La recente visita in Crimea del primo ministro russo Dmitry Medvedev ha mostrato a tutti che la Russia rimarrà ferma sulle sue posizioni, ma il fatto che sia stato il membro “più giovane” del tandem ad andare nelle terre “storicamente russe” acquisite di recente sembra lasciare spazio alla negoziazione.
Mentre a livello internazionale l’annessione della Crimea pone più domande che risposte, per i russi tutto è chiaro come il sole. La maggioranza della popolazione ha accolto favorevolmente l’annessione, considerandola una restaurazione della giustizia storica e una sorta di ricostruzione della madre patria. È interessante notare che anche quelli che non si considerano fedeli sostenitori di Vladimir Putin sono entusiasti di questo specifico caso di affermazione del potere da parte del leader russo. Il suo atteggiamento fermo nei confronti dell’Occidente in generale, e degli Stati Uniti in particolare, ha fatto percepire al popolo russo ancora una volta di vivere in un Paese forte. La politica di Gorbaciov, molto impopolare in Russia, che mirava a trovare un compromesso con l’Occidente con tutti i mezzi possibili anche contro gli interessi della Russia, è sempre stata considerata una debolezza, e il suo ricordo è ancora forte in Russia.

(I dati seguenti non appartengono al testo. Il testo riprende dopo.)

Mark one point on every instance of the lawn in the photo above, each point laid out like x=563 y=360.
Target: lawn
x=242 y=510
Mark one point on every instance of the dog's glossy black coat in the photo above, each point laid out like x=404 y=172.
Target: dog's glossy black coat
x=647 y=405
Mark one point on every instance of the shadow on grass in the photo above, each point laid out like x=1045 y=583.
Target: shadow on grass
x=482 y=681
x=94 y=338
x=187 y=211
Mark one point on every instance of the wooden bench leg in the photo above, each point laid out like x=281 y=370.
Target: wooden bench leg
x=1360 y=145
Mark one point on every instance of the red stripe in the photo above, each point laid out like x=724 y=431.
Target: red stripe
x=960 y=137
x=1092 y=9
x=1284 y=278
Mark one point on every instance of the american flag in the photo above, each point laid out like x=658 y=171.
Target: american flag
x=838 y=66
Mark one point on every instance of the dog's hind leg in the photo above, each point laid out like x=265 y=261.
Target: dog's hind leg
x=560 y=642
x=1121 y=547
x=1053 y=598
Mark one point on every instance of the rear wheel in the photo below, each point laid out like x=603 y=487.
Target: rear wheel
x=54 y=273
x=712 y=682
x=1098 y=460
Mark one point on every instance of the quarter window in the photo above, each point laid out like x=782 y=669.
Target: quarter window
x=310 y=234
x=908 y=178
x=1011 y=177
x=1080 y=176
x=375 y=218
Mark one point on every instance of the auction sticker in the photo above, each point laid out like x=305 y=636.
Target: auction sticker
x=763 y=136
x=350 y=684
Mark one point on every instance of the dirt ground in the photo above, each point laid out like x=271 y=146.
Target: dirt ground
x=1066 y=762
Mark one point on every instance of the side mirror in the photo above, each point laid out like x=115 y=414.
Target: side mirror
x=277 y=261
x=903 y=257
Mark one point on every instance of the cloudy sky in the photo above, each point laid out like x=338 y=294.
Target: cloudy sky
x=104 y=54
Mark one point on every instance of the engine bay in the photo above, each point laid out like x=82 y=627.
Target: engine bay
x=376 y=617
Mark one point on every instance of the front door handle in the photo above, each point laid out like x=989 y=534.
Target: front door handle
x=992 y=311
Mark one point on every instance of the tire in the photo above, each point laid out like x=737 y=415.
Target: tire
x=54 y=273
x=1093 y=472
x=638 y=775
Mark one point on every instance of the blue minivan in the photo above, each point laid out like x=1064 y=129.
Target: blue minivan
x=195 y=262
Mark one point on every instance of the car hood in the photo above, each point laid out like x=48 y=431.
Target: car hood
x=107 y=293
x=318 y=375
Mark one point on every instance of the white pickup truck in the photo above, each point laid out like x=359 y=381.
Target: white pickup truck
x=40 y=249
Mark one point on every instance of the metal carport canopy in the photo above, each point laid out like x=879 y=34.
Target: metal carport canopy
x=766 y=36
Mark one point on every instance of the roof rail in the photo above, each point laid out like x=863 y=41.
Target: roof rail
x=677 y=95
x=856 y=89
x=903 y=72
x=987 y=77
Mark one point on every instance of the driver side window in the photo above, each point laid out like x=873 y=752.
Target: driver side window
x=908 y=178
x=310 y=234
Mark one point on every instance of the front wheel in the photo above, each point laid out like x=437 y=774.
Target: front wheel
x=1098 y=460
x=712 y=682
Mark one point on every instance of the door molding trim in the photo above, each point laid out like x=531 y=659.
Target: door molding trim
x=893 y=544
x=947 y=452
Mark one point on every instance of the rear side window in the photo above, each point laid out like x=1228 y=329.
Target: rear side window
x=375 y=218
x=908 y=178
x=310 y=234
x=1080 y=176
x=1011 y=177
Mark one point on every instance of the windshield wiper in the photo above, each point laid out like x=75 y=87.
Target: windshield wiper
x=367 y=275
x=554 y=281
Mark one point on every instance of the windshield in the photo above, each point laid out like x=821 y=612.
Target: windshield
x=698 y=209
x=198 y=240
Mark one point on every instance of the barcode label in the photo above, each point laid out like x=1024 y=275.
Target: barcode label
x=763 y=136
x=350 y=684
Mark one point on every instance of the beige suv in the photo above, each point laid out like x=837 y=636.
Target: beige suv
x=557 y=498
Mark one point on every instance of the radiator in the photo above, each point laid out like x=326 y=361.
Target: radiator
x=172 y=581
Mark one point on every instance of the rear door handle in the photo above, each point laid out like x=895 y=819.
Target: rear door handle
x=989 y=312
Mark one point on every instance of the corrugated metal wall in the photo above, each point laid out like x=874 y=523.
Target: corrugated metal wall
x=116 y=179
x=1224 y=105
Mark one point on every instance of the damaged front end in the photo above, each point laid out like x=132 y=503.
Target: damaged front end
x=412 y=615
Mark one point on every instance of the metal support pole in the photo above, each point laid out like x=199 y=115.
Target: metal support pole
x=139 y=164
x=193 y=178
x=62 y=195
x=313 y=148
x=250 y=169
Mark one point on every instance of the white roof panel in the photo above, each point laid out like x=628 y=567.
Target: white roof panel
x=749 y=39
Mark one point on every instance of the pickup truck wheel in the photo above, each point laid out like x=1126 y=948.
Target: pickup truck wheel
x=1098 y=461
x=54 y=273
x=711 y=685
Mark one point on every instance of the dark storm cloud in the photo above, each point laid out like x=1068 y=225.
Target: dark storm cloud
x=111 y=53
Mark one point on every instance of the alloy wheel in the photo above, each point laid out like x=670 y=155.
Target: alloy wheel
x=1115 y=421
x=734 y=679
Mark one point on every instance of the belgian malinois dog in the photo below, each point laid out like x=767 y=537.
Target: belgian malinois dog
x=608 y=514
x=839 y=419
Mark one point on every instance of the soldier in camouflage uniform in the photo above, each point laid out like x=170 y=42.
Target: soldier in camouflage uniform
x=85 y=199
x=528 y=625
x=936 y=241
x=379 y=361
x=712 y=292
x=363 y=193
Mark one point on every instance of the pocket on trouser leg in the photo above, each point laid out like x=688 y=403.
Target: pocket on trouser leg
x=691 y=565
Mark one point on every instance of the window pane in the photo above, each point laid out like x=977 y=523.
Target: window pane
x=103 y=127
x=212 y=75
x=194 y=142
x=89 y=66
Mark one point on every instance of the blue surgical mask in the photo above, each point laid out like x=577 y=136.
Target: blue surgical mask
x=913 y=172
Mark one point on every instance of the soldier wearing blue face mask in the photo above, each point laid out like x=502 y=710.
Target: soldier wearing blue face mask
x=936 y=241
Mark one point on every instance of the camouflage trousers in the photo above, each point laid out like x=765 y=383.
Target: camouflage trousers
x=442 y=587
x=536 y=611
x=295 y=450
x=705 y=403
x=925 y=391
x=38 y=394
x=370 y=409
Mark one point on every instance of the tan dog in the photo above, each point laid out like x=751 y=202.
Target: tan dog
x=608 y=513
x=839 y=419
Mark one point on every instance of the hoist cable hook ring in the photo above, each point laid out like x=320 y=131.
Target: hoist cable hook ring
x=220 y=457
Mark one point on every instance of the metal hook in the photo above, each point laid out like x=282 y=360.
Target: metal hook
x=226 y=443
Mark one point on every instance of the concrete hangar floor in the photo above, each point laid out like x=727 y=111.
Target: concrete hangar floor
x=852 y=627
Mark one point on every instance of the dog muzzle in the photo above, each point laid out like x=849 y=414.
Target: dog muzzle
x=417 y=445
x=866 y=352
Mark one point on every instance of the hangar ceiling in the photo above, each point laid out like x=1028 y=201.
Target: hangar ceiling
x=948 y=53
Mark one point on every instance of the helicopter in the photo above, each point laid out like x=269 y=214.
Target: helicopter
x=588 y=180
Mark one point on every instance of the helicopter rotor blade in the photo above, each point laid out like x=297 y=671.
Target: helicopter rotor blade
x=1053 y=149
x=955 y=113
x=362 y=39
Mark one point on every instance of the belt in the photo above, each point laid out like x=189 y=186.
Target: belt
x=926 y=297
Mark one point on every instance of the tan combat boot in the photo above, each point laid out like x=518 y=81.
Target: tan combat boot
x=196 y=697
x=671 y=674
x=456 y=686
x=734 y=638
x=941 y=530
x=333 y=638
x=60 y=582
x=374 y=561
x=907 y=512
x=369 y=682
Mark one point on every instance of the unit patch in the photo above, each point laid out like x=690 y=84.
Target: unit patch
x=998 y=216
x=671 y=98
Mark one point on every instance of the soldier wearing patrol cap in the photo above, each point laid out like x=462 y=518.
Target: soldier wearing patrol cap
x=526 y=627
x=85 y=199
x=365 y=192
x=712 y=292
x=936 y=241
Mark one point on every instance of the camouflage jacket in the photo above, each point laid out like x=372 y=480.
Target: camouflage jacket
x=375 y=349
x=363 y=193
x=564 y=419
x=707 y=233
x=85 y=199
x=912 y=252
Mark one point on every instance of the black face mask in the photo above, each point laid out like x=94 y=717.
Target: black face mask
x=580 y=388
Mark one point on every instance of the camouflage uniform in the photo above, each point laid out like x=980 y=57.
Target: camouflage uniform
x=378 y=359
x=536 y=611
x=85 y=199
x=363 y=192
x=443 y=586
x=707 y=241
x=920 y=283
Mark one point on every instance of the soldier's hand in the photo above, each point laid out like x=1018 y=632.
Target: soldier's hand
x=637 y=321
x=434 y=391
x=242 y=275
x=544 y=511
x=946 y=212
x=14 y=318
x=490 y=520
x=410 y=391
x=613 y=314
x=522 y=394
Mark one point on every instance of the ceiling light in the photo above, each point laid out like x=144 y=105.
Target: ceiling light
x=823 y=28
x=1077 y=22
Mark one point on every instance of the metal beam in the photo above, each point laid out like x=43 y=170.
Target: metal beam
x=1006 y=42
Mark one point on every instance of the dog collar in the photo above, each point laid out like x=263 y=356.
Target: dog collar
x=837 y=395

Gli eventi in Ucraina hanno fatto rivivere ai russi la storica e tradizionale sensazione di essere circondati da nemici diventati, col passare dei secoli, una condizione naturale e una parte della loro identità, che servono come una sorta di fattore di consolidamento e garantiscono la stabilità interna e la legittimità al governo.
I russi preferiscono vivere in questa condizione piuttosto che vedere il loro leader “flirtare” con i poteri occidentali. Così, per quanto attiene la legittimità di Putin all’interno del Paese, non può che essere riaffermata.
Il ritorno del nazionalismo russo ha diviso la società in due parti: la parte di religione cristiano-ortodossa e i nostalgici del passato sovietico. A prima vista sembrano essere opposti, ma i loro interessi coincidono quando si tratta di ambizioni imperialistiche. Per soddisfarle i russi sono pronti a pagare un prezzo elevato. Come ha dichiarato Alexey Kudrin, ex ministro delle Finanze, «il costo della politica estera indipendente che la Russia sta conducendo sarà una crescita zero del Pil nel 2014, ma è importante capire che questa decisione non può essere valutata solo dal punto di vista economico», afferma Kudrin, «questa mossa vanta un enorme supporto della popolazione, che è pronta a pagarne il prezzo finché non vede il taglio reale del reddito pro capite».